Thumbelina navegou por muitos lugares, e os passarinhos que estavam sentados nos galhos das árvores olhavam para ela, e disseram, “Como ela é uma garota bonita!” A folha continuava flutuando com ela, cada vez indo para mais longe; então, Thumbelina viajou por toda a região.
Uma graciosa borboletinha branca continuava a adejar suas asas em torno dela, e finalmente pousou em cima da folha. Thumbelina gostou da borboleta, e ela estava tão maravilhada, porque o sapo agora não poderia mais alcançá-la; e os lugares por onde ela passava, era tudo muito lindo — o sol brilhava refletindo seus raios na água, era como ouro reluzente. Ela tirou o cinto que usava e amarrou uma ponta dele em torno da borboleta, e prendeu a outra ponta na folha que ela estava. A folha agora deslizava com muito mais velocidade, e Thumbelina também, porque ela estava em cima da folha.
E eis que um escaravelho enorme apareceu e veio voando; e quando a viu, imediatamente ele a agarrou pela sua cintura delicada, e ele voou levando ela e foi subindo até uma árvore. A grande folha verde continuou flutando pelo córrego, levando a borboleta em seu regaço; porque ela tinha ficado presa à folha, e não conseguia se livrar dela.
Que horror! a pequena Thumbelina ficou assustada quando o escaravelho voou com ela para o topo da árvore! Mas ela teve muita pena por causa da delicada borboleta branca que ela havia bem amarrado à folha, porque se a borboleta não conseguisse se libertar da folha, ela poderia morrer de fome. O escaravelho, todavia, não se preocupava nada com isto. Ele se sentou com ela sobre a maior folha verde da árvore, ofereceu para que ela comesse a parte mais doce das flores, e falou que ela era muito bonita, muito embora ela não se parecesse nem um pouquinho com um escaravelho. Depois foram chegando todos os outros escaravelhos que viviam na árvore para lhe fazer uma visita: eles olharam para Thumbelina, e as esposas dos escaravelhos encolheram suas antenas e disseram,
— “Credo, ela só tem duas pernas! — que aparência esquisita.”

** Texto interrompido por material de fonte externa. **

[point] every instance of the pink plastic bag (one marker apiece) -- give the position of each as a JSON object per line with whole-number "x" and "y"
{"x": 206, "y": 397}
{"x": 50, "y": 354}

— “E ela não tem nenhuma antena!” gritou uma outra.
— “A cintura dela é muito fina — que horror! ela parece uma criatura humana — como ela é feia!” disseram todas as mulheres dos escaravelhos.
E no entanto, Thumbelina era muito bonita. Até mesmo o escaravelho que havia voado com ela pensava desse jeito; mas quando todas as outras falaram que ela era feia, ele acabou acreditando, e perdeu todo interesse por ela — ela que fosse para onde quisesse. Então, eles desceram voando com ela de cima da árvore, e a depositaram em cima de uma margarida, e ela chorava, porque diziam que ela era feia e por isso os escaravelhos não tinham nenhum interesse por ela; e no entanto, ela era a criaturinha mais adorável que alguém poderia imaginar, e era tão frágil e delicada como uma pétala de rosa.
Durante todo o verão a pobre Thumbelina vivia em completa solidão na imensa floresta. Ela teceu para si mesma uma cama com a ramagem da grama, e a pendurou debaixo de uma grande folha de bardana, para que ela ficasse protegida da chuva; ela colheu um pouco de mel das flores como alimento, e bebia o orvalho que escorria das folhas todos os dias. De modo que o outono e o verão passavam rápidos; mas agora o inverno havia chegado, o longo e gelado inverno.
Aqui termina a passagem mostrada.